Como Mitchell Hooper conquistou o bicampeonato mundial?
O cenário do strongman mundial vive um momento de hegemonia clara. Em Myrtle Beach, Mitchell Hooper não apenas confirmou seu favoritismo, mas provou que a resiliência mental é tão crucial quanto a capacidade física. Ao conquistar seu segundo título do World's Strongest Man (WSM), Hooper superou não apenas os adversários, mas uma lesão séria no menisco que comprometeu grande parte do seu ciclo de preparação.
Diferente do que muitos entusiastas do esporte imaginam, o sucesso no strongman de alto nível não depende apenas de levantar cargas extremas.

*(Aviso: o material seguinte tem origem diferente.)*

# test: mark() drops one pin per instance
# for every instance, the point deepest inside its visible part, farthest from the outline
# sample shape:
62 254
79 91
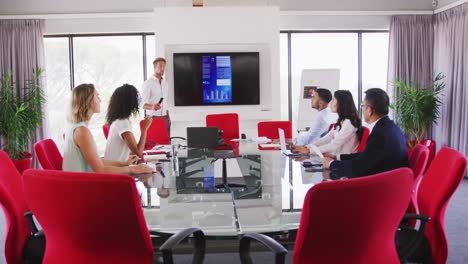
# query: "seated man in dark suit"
385 148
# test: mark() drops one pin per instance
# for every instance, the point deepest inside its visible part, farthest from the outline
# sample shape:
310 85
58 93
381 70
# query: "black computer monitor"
202 137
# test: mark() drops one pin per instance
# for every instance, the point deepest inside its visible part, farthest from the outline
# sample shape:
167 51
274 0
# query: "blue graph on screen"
217 79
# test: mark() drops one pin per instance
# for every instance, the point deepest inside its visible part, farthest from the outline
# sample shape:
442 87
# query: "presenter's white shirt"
116 148
152 91
344 141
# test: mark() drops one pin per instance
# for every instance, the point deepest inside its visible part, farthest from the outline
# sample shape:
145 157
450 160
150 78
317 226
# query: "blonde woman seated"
345 136
121 142
80 153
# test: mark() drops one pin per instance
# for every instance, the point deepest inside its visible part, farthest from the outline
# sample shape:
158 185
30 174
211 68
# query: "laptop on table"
285 151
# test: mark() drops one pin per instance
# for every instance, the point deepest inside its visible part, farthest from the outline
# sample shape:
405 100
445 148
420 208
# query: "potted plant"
416 109
20 117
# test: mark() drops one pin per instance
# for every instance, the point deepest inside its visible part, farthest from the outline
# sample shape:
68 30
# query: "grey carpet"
456 222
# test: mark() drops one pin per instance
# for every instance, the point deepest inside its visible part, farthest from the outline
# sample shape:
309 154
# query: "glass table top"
265 195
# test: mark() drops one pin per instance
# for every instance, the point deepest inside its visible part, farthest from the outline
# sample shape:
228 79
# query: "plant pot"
23 164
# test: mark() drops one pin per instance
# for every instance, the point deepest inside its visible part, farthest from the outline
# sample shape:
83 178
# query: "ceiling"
27 7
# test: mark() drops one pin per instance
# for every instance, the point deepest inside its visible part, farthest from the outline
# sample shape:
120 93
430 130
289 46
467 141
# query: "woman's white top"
73 159
116 147
337 142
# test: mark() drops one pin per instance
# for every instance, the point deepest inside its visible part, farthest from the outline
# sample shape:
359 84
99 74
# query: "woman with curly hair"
80 152
121 141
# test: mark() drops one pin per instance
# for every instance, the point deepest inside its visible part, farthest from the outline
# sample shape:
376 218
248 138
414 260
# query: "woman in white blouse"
121 142
344 138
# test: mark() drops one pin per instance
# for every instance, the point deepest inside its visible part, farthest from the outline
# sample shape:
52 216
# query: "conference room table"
185 194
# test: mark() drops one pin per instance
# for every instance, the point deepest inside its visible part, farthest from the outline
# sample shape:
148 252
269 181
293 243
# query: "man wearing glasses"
385 148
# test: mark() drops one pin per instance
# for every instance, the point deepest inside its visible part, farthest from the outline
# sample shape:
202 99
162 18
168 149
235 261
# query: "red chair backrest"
229 123
353 221
14 206
157 133
105 130
48 154
418 163
365 135
437 187
88 217
269 129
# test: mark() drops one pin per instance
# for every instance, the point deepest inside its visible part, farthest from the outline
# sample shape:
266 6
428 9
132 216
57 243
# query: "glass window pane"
374 61
150 54
284 71
57 75
108 62
324 51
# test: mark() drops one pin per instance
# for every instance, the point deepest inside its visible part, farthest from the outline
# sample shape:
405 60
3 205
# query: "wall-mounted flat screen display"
228 78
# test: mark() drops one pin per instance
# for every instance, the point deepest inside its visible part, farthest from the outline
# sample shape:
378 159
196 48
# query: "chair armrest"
199 245
31 223
244 248
423 218
411 246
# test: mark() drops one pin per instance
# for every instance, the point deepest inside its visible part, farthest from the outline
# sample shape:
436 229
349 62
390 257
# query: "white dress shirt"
320 125
152 91
344 141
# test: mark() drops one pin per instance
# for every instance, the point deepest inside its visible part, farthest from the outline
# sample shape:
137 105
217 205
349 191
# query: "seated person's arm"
84 140
135 148
312 134
372 156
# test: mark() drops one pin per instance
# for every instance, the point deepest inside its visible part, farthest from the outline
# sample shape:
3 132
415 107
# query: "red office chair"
105 130
48 155
228 123
365 135
418 163
351 221
437 187
94 218
14 205
269 129
157 133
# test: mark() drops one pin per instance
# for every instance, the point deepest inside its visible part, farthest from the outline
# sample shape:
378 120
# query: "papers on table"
258 140
317 151
270 145
162 148
155 157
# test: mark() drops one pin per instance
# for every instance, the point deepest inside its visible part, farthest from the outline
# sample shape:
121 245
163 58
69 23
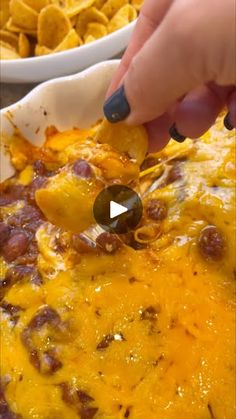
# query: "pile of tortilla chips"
40 27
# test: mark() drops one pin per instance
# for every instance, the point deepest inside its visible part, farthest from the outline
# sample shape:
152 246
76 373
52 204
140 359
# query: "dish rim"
46 59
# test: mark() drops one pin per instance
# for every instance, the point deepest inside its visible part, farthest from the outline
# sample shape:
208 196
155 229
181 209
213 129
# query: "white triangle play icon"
116 209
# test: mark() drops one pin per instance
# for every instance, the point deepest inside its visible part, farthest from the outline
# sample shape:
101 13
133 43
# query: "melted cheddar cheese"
145 332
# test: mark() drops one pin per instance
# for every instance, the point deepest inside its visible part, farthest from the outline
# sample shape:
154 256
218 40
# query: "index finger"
150 17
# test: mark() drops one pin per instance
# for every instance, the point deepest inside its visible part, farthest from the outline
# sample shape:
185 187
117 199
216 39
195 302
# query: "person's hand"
179 70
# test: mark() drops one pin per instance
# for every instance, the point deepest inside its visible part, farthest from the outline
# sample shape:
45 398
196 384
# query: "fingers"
158 132
231 117
195 114
176 59
150 17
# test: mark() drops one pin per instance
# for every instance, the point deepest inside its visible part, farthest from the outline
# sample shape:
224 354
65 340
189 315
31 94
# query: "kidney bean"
36 184
11 193
108 339
105 342
84 397
45 362
175 173
88 412
82 169
211 243
78 399
26 216
5 410
12 311
49 364
40 168
16 246
149 162
150 313
156 209
108 243
4 233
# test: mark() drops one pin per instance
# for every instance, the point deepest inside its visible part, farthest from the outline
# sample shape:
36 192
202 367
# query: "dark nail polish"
176 135
227 122
117 108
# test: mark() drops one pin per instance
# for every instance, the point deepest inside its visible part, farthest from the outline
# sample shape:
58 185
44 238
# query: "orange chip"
134 139
4 12
89 39
53 26
78 7
99 3
87 16
7 52
71 40
122 18
112 6
10 26
23 15
23 46
37 4
137 4
97 30
42 50
9 38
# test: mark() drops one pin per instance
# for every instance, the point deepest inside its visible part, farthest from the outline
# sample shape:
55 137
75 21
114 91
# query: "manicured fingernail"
116 107
176 135
227 122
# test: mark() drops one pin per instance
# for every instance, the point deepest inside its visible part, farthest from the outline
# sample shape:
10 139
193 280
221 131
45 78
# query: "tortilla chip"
9 38
122 18
23 15
89 39
7 52
4 12
112 6
37 4
23 46
97 30
78 7
17 29
53 26
137 4
71 40
42 50
90 15
125 139
99 3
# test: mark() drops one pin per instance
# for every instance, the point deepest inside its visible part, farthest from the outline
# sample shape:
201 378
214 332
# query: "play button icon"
118 209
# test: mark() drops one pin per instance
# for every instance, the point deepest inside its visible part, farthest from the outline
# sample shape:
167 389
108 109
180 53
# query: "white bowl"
36 69
67 102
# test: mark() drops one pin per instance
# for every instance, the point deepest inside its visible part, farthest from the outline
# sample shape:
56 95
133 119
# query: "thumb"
177 58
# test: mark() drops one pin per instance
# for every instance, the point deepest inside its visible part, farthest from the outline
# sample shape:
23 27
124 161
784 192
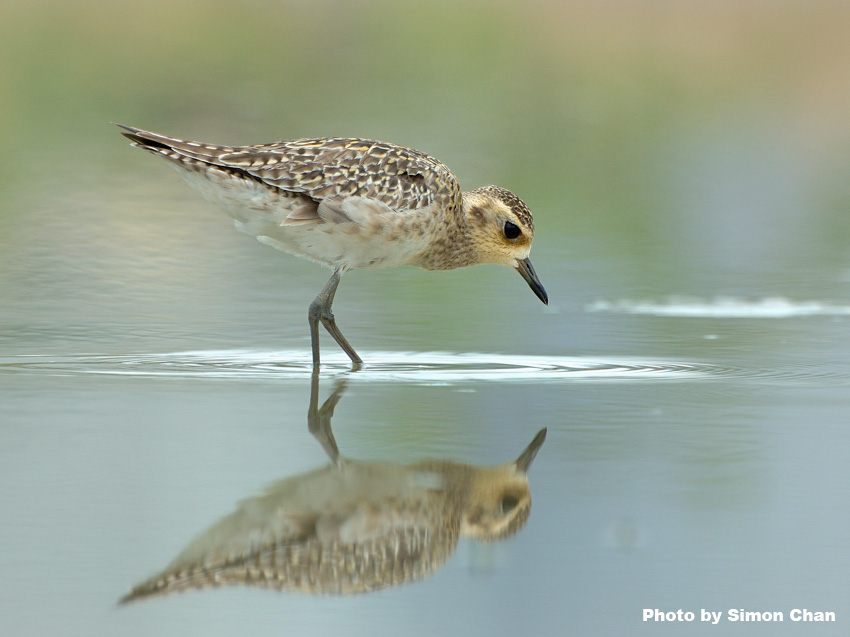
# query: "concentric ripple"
417 367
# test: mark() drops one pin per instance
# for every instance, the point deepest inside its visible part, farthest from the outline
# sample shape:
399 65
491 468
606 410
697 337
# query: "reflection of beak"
527 272
527 456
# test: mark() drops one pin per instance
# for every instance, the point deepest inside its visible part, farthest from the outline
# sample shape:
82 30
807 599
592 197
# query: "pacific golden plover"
353 527
354 203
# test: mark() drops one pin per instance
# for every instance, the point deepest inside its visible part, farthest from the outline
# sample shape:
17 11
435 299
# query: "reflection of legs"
320 310
319 420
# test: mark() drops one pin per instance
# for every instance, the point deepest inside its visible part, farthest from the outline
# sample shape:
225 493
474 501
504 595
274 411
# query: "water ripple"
418 367
430 368
722 307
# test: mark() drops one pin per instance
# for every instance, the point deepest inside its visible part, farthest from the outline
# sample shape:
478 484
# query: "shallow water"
692 368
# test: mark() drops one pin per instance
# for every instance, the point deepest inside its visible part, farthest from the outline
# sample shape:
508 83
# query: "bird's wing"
324 168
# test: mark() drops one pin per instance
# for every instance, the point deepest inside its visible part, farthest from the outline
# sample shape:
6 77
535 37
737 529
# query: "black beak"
527 272
527 456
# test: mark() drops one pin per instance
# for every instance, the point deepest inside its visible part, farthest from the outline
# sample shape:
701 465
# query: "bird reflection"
352 526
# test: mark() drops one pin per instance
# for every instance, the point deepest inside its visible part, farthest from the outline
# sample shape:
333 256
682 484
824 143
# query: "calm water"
693 367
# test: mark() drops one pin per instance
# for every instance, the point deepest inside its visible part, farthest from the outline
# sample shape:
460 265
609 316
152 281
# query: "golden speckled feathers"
320 168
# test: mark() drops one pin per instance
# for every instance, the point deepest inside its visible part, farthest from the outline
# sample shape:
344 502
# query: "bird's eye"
508 503
512 230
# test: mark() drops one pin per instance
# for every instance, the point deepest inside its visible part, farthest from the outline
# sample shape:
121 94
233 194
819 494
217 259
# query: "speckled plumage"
354 203
353 527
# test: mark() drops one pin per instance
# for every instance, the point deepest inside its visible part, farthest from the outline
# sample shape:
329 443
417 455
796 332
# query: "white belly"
387 240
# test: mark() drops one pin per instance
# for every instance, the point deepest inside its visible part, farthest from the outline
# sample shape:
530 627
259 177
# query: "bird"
349 203
352 527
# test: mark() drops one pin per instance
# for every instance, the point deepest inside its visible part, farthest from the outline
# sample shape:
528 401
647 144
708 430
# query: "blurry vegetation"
569 103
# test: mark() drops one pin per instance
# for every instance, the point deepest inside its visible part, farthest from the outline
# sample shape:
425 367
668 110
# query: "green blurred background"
665 147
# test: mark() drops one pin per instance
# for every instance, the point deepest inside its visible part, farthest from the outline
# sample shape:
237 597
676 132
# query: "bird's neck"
451 245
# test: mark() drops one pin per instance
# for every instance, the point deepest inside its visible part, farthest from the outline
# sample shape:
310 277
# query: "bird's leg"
320 310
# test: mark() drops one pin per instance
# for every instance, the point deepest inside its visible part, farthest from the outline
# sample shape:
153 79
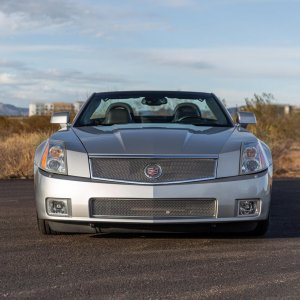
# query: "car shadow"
284 220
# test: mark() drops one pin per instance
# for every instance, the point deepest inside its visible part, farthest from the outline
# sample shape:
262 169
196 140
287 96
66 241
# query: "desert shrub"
17 154
11 125
275 128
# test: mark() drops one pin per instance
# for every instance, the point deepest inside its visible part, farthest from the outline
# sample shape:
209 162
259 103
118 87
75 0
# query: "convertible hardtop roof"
137 94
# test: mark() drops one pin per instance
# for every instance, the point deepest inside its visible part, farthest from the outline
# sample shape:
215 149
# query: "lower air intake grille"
115 207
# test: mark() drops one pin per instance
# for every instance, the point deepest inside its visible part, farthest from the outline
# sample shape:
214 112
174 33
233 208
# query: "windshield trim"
138 94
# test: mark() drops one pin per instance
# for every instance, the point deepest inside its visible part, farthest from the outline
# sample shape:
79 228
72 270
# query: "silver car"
153 160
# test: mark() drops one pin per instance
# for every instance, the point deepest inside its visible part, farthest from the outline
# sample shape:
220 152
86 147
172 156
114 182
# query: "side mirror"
62 118
245 118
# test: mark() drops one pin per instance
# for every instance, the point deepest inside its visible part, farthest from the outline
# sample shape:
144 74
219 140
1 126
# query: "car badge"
153 171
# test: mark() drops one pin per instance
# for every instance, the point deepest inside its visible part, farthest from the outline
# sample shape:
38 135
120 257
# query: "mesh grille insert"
172 169
116 207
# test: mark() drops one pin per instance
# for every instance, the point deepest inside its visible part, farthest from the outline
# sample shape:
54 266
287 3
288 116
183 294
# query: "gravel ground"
148 266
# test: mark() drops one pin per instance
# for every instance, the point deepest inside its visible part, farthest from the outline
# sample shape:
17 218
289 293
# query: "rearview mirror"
245 118
62 118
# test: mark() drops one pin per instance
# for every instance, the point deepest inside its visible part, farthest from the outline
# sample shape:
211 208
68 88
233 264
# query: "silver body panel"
226 193
225 185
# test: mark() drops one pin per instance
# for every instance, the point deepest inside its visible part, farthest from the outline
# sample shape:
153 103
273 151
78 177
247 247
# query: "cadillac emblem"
153 171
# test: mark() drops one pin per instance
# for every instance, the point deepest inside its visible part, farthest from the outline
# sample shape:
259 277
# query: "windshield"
106 109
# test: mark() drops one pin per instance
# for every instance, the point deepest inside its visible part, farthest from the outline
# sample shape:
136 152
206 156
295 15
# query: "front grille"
172 169
116 207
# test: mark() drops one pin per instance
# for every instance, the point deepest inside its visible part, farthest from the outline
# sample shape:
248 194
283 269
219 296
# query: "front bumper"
226 191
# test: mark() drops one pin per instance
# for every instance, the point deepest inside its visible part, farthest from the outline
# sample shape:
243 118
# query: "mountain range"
11 110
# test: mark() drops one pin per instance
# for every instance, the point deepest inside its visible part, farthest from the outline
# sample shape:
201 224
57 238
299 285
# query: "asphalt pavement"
148 266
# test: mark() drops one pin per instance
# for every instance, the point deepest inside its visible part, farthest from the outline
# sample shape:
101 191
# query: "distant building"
47 109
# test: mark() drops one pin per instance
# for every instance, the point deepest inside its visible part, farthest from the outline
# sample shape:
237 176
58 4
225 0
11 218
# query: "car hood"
154 141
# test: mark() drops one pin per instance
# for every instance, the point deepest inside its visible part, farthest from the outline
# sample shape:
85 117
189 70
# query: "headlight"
54 157
252 158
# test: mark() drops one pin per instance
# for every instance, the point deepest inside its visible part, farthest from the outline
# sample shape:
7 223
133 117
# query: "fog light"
58 207
248 207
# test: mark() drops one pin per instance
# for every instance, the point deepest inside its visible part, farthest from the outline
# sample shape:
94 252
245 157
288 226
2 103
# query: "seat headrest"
118 115
184 110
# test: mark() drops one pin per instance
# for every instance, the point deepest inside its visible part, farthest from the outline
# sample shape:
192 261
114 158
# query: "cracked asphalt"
148 266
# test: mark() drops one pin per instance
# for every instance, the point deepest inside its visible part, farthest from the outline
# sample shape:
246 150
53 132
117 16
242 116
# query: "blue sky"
63 50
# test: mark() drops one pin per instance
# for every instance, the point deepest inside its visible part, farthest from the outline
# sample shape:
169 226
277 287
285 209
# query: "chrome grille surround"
153 208
175 169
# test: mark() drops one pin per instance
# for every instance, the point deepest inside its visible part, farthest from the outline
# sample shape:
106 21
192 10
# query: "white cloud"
247 62
7 78
65 16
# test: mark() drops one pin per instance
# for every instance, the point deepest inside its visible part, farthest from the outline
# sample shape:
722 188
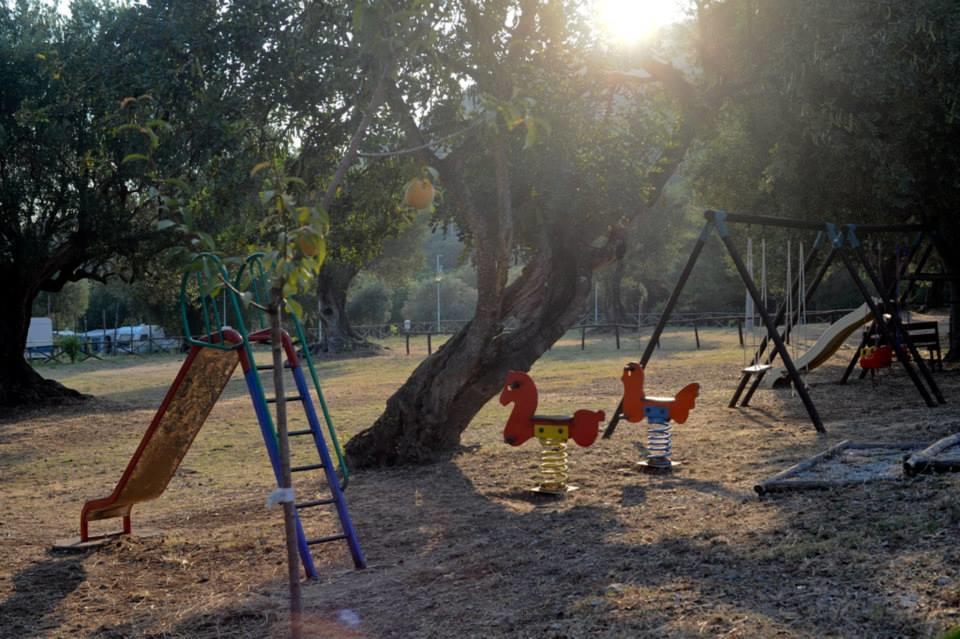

Conforme apontado por estudos, como a revisão sistemática publicada na Sports Medicine - Open (Hindle et al., 2019), a biomecânica aplicada a esses exercícios exige uma integração perfeita entre estabilidade articular e força explosiva. Hooper, ao perceber que não poderia realizar treinos de corrida ou mobilidade intensa, adaptou sua rotina para o conceito de "gym strong", focando na manutenção da potência estática sem sobrecarregar o joelho lesionado.
A estratégia de superação: Treino e Fisioterapia
A preparação de Hooper para o WSM foi um exercício de gestão de danos. Após agravar uma lesão no menisco durante o Arnold Strongman Classic, o atleta precisou de uma abordagem cirúrgica em sua logística de treino. Em vez de insistir em movimentos dinâmicos que causavam dor, ele priorizou a conservação de energia e a recuperação.
- Fisioterapia Intensiva: Hooper relatou ter realizado mais sessões de fisioterapia nos três dias de competição do que nos últimos três anos.
- Gestão de Dor: O uso de lidocaína para bloquear a dor no joelho foi uma medida extrema, comum no esporte de elite, mas que evidencia o custo da longevidade atlética.
- Equipamento de suporte: A utilização de acessórios, como o bocal AIRWAAV, foi destacada pelo campeão como um diferencial para manter o foco e a respiração sob carga máxima.
O impacto das lesões no Strongman
A realidade dos atletas de elite do strongman é frequentemente marcada por lesões crônicas. O estudo de Keogh e Winwood (2017) na Sports Medicine reforça que a epidemiologia de lesões em esportes de levantamento de peso é uma preocupação constante. Hooper, que sente que seus cinco anos no esporte envelheceram seu corpo significativamente, agora encara a possibilidade de uma cirurgia no joelho.
"Eu me sinto como se tivesse envelhecido 30 anos em apenas cinco de esporte", declarou o bicampeão, refletindo sobre o desgaste físico necessário para alcançar o topo do pódio.
Tabela: Desafios do WSM e a performance de Hooper
| Evento | Foco Biomecânico | Resultado de Hooper |
|---|---|---|
| Max Log Lift | Força de empurrar/estabilidade | 2º lugar (209kg) |
| atlas stones | Força lombar e explosão | Vitória (decisiva) |
| deadlift for Reps | Cadeia posterior | 2º lugar |
A vitória nas Atlas Stones, o evento final, foi o ponto de virada. Ao completar quatro das cinco pedras em um tempo sete segundos inferior ao de Rayno Nel, Hooper selou seu destino. Vale notar que, embora o strongman seja um esporte de força bruta, a técnica de levantamento de objetos ímpares é o que separa os amadores dos profissionais.
O futuro do Strongman e a saúde do atleta
O que vem a seguir para o "The Moose"? A incerteza sobre o estado do seu joelho coloca em dúvida sua participação em eventos como o Rogue Invitational. No entanto, o legado está consolidado. O strongman, que já foi tema de discussões acadêmicas sobre poder e força (como observado em análises sociológicas sobre modelos de liderança, embora em contextos distintos), continua sendo um campo onde o limite humano é testado diariamente. Para Hooper, o foco agora é a recuperação, sabendo que a próxima geração de competidores, incluindo o próprio Nel e Tom Stoltman, estará pronta para novos embates.